After three long years of struggle to find answers, Mahmood launched a complaint against Air Canada in the Canadian Human Rights Commission. The complaint stems from an incident in May, 2004 when Mahmood was barred from boarding a domestic flight from Vancouver to Victoria on Air Canada, while his Chilean-born wife was allowed to board.
“It shouldn’t have happened. I am a Canadian-born citizen and all that was necessary was a driver’s license. The Canadian government wasn’t at that point acknowledging that it had a no-fly-list.

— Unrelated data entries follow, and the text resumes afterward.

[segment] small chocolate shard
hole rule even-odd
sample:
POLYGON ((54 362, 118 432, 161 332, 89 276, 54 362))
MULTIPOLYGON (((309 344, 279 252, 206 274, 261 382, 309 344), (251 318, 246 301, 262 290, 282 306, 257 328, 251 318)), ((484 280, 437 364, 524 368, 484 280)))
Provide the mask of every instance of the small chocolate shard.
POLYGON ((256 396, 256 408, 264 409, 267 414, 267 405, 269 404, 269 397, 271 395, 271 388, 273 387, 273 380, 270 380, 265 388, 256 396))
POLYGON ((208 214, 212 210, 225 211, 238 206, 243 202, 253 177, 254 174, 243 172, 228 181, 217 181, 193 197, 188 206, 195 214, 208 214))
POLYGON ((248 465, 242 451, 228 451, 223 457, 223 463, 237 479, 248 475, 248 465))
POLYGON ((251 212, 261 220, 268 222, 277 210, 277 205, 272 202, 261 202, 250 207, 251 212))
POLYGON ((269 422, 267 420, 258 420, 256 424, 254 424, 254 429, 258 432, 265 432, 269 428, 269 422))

Meanwhile Air Canada as a corporate entity was doing business with the US and had to abide by certain security protocols and that probably meant abiding by US protocol on no-fly-lists.”
On his three-year long struggle
“I started asking for full explanation from Air Canada but none was forthcoming. They denied that it actually happened. Later they wrote that there was some security problem associated with my name. Whatever that means, I still don’t know.”
“Then I approached various politicians, Peggy Nash, Libby Davies. They all helped me push the political front, tapping into issues of racial profiling. Meanwhile I took this story to the media in order to raise public awareness.”
“It didn’t work, because Air Canada didn’t feel threatened that I would take legal action. Because they’re not mandated to do anything. It came to a point where I just couldn’t get any more answers, and it was imperative that I finalize this.”
“I retained Bakerlaw to negotiate with Air Canada. They were dismissive, so we took this complaint to the Canadian Human Rights Commission.”
On why he hasn’t stopped
“It’s an issue of principle. As an individual living in Canada of a minority background you hear of all sorts of stories, situations that people have faced in our post 9/11 world. By no means am I saying that security measures are unnecessary. But it’s also imperative that the powers that be realize that mistakes will be made.”
“It became a matter of principle for me to stand up to this because the average person who comes to this country as a naturalized citizen is scared of speaking up. They feel that their citizenship might be put at risk.”
“It becomes very insulting naturally when you go to an airport and you are treated as a second-tier Canadian. They predicted me to be more capable of carrying out a terrorist attack, based on my colour? Or is it the fact that I’m a political cartoonist? Because of my Muslim name? I don’t know.”